Now, when it comes to systems administration, then I believe that almost
everything you state and more applies.  Closed source platforms are
deconstructive on many different levels.

But seriously, if an OS were so complex that what you state about how
they condition normal users were true, then I would consider whatever
OS that is to be a failure, regardless of whether it is closed or open
source.  It really should be something the user doesn't notice, and when
they do actually need to configure something like a printer or external
storage device, doing so should be trivial.

One last comment I wanted to make - I actually have thought the whole
OLPC thing was totally ridiculous from the beginning.  What made me see
this was not travelling to Africa or anything, but spending a year
living in Germany, where the general relationship between people and
computers is very different than here.  In fact, I was blown away when I
came back here at how everyone is using computers for everything.  This
is very much a cultural phenomenon, beyond the utilitiarian use of
computers which surely exists as well.  Only, I think americans tend to
mask the cultural disposition towards computers with the utilitarianism.
So it was not surprising to see this american project, seemingly
well-intended, to provide one laptop per child in developing countries.  

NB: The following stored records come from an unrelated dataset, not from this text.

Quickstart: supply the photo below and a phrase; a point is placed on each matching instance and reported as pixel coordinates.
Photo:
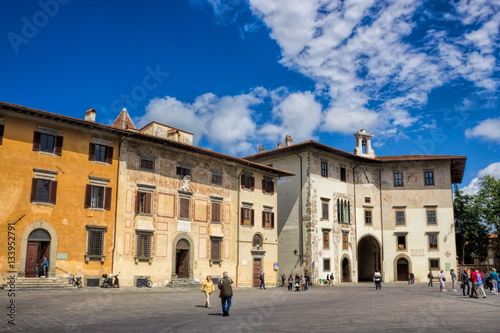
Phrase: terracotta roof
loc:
(134, 134)
(123, 121)
(457, 162)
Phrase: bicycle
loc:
(144, 282)
(75, 282)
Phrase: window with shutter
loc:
(184, 204)
(95, 243)
(215, 248)
(1, 133)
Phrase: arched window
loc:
(257, 241)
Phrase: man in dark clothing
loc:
(465, 282)
(226, 293)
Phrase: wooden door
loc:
(31, 259)
(402, 270)
(256, 272)
(182, 263)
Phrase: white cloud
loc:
(491, 170)
(488, 130)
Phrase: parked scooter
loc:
(110, 282)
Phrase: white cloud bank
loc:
(374, 62)
(491, 170)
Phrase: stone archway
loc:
(368, 258)
(346, 270)
(50, 238)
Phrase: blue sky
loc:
(422, 76)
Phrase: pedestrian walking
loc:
(453, 280)
(262, 282)
(207, 287)
(465, 282)
(442, 279)
(377, 278)
(226, 293)
(290, 283)
(480, 284)
(494, 280)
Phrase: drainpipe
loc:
(239, 225)
(301, 220)
(355, 216)
(381, 220)
(116, 206)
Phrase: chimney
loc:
(90, 115)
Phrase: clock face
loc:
(366, 178)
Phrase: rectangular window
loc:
(434, 264)
(184, 208)
(343, 175)
(247, 181)
(324, 210)
(144, 244)
(400, 217)
(180, 171)
(95, 243)
(98, 197)
(368, 216)
(216, 212)
(401, 242)
(267, 185)
(398, 179)
(143, 202)
(100, 153)
(147, 164)
(326, 239)
(43, 190)
(47, 143)
(433, 242)
(345, 241)
(326, 264)
(267, 219)
(324, 169)
(247, 216)
(431, 216)
(216, 179)
(429, 177)
(215, 248)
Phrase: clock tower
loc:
(363, 144)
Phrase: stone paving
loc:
(398, 307)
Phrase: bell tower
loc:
(363, 144)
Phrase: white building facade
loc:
(351, 214)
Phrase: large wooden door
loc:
(402, 270)
(31, 259)
(182, 263)
(256, 272)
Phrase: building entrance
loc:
(368, 258)
(182, 258)
(38, 247)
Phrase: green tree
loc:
(471, 232)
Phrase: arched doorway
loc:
(38, 246)
(402, 269)
(182, 249)
(346, 270)
(368, 258)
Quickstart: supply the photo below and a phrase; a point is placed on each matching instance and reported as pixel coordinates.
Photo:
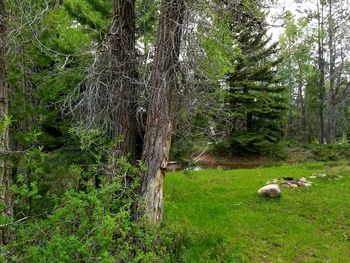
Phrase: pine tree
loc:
(255, 93)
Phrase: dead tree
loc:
(162, 108)
(108, 98)
(123, 67)
(6, 235)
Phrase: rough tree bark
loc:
(123, 74)
(6, 235)
(160, 118)
(331, 95)
(301, 99)
(321, 67)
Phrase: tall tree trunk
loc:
(321, 67)
(161, 112)
(123, 75)
(303, 123)
(331, 96)
(6, 234)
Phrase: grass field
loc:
(226, 221)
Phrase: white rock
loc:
(302, 179)
(271, 190)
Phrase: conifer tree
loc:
(255, 93)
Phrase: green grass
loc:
(226, 221)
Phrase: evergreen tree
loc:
(255, 93)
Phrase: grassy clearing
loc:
(227, 221)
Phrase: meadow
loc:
(226, 221)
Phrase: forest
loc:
(174, 131)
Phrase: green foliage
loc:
(227, 221)
(91, 223)
(254, 92)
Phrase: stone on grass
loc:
(271, 190)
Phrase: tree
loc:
(123, 74)
(162, 107)
(6, 234)
(255, 93)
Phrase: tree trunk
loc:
(162, 109)
(321, 69)
(303, 123)
(6, 234)
(123, 75)
(331, 96)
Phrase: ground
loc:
(226, 221)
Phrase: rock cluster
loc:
(271, 190)
(290, 182)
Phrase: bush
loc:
(93, 223)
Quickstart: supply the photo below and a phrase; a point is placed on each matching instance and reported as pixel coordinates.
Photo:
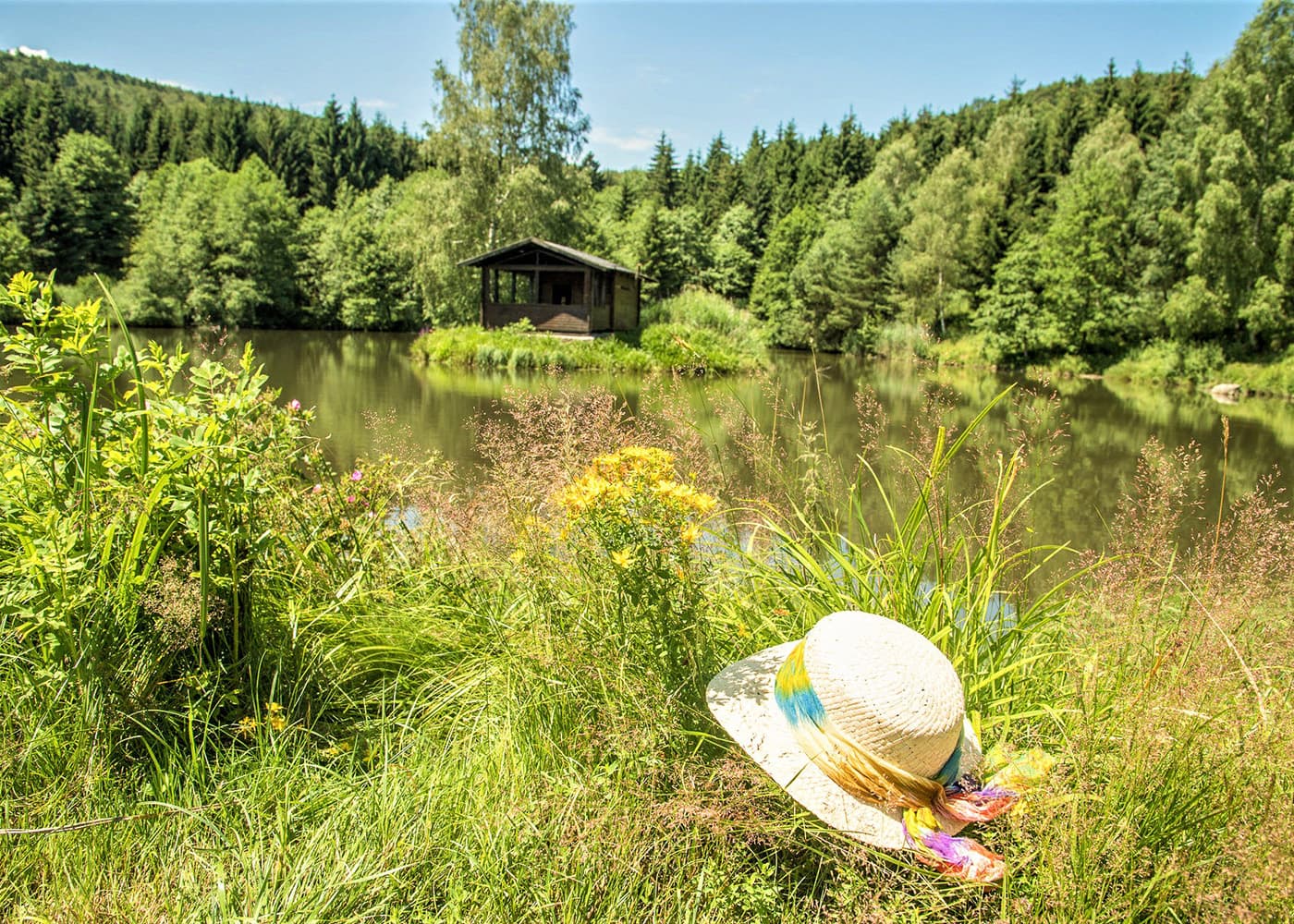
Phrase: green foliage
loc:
(1167, 361)
(214, 248)
(788, 241)
(733, 254)
(353, 272)
(695, 351)
(149, 125)
(699, 309)
(136, 492)
(673, 346)
(510, 118)
(77, 215)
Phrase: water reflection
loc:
(369, 399)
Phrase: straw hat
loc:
(883, 685)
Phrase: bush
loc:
(1166, 361)
(149, 511)
(966, 351)
(519, 347)
(899, 339)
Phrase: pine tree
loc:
(663, 175)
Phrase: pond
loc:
(369, 399)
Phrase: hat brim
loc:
(740, 698)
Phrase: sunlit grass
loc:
(471, 720)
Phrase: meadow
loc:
(237, 684)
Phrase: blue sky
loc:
(688, 68)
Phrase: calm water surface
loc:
(371, 399)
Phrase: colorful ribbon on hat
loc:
(950, 795)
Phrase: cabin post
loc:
(571, 291)
(586, 298)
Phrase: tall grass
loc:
(472, 719)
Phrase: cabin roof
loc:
(559, 249)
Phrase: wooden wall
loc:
(627, 302)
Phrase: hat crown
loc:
(888, 688)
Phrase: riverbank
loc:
(1155, 364)
(691, 334)
(243, 685)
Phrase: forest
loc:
(1076, 223)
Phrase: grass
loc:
(694, 334)
(471, 721)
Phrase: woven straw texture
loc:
(740, 698)
(886, 687)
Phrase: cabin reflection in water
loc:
(558, 289)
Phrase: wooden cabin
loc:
(559, 289)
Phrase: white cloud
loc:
(640, 141)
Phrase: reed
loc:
(500, 723)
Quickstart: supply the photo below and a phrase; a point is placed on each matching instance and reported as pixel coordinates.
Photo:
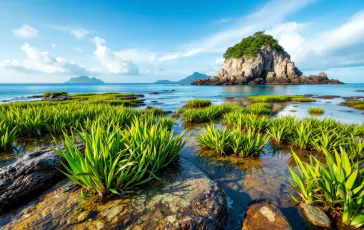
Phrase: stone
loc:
(264, 215)
(315, 215)
(184, 198)
(269, 66)
(32, 174)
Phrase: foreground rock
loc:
(263, 215)
(315, 215)
(185, 198)
(28, 177)
(269, 66)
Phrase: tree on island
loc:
(251, 45)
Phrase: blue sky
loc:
(143, 41)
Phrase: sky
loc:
(50, 41)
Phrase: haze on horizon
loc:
(144, 41)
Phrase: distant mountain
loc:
(187, 80)
(84, 80)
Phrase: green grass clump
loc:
(47, 94)
(353, 102)
(361, 106)
(337, 186)
(251, 45)
(115, 160)
(260, 108)
(198, 103)
(316, 110)
(7, 136)
(224, 141)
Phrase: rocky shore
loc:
(269, 66)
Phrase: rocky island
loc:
(84, 80)
(259, 59)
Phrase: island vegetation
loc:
(251, 45)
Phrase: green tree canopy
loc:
(251, 45)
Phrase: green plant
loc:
(260, 108)
(115, 159)
(215, 139)
(337, 185)
(251, 45)
(197, 103)
(316, 110)
(6, 136)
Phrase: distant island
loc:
(84, 80)
(187, 80)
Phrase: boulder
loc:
(263, 215)
(273, 66)
(184, 198)
(315, 215)
(27, 177)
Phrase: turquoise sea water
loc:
(171, 100)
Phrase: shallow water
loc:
(243, 180)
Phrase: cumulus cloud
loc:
(112, 63)
(26, 31)
(342, 46)
(79, 50)
(79, 33)
(43, 62)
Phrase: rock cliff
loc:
(268, 66)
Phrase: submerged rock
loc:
(263, 215)
(315, 215)
(185, 198)
(32, 174)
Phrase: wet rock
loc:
(315, 215)
(263, 215)
(27, 177)
(185, 198)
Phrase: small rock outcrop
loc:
(263, 215)
(315, 215)
(185, 198)
(268, 66)
(28, 177)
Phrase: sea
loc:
(172, 96)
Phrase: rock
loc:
(28, 177)
(315, 215)
(263, 215)
(185, 198)
(269, 66)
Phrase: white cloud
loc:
(137, 55)
(80, 33)
(43, 62)
(77, 32)
(26, 31)
(79, 50)
(111, 62)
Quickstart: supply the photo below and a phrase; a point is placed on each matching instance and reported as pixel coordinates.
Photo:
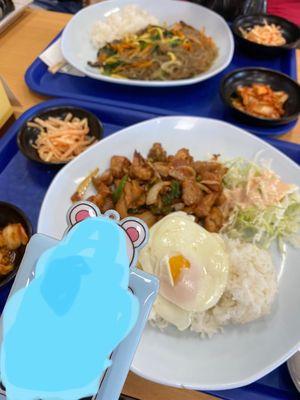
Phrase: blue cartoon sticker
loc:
(60, 330)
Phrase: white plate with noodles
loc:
(161, 57)
(240, 354)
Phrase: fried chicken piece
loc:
(100, 198)
(162, 169)
(106, 177)
(134, 194)
(191, 192)
(119, 166)
(14, 235)
(203, 208)
(221, 199)
(214, 220)
(182, 172)
(102, 188)
(182, 157)
(157, 153)
(140, 168)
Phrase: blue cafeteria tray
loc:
(24, 183)
(201, 99)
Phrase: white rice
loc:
(250, 291)
(129, 19)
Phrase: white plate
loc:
(78, 50)
(20, 6)
(242, 354)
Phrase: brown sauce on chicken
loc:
(152, 187)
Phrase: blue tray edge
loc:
(37, 63)
(8, 142)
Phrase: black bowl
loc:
(28, 135)
(290, 31)
(11, 214)
(276, 80)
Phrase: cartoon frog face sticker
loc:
(60, 330)
(136, 230)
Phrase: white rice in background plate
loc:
(129, 19)
(250, 291)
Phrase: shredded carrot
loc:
(60, 140)
(267, 34)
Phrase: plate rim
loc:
(140, 83)
(192, 386)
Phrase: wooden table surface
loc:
(20, 44)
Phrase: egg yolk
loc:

In reality, I think the whole idea is kind of outlandish and there are
far more things that could greatly benefit children in impoverished
areas than having laptops.


> A system which is at it's core designed to
> disenfranchise users from the learning experience, especially in how
> the user views the software itself through learned expectations, and
> forces information access through monopolistic channels and filters,
> undermines the development of critical thinking skills.  In geek terms,
> the operating system reprograms the end user.  The Microsoft operating
> system is designed to do so from the ground up.  It is in fact the only
> intended use of the Microsoft Windows Operating System franchise.
> The interaction between technology on human and societal development
> dates to the beginning of civilization, if not even before that.
> One interesting scholarly article on the topic which is archived at
> http://www2.mrbrklyn.com/resources/technology_changes_how_we_think.txt
> by Robin Wilson explores how the Gutenberg printing printing press causes
> an explosion of mathematical usage and development, and how a large part
> of that was developed by the standardization of mathematical symbols
> for universal communication and expression.
> The Microsoft Operating system is designed to restrict digital
> access according to information in order to optimize a monopolistic,
> non-competitive agenda, the most essential restriction being the discovery
> of the basic tools and carnal knowledge of the computer systems, the
> modern printing press, itself.  This directly conflicts with the core
> OLPC charter and goal.  While that can be ridiculed as an "Open Source"
> agenda and irrational hangup, I'd argue based on the historical evidence
> that the accusatory tone of such statements are fundamentally flawed
> and very much more in line with the kind of rationality which one might
> expect from a despot philosophy such as which might come from controlling
> Communist Party in today's Red China.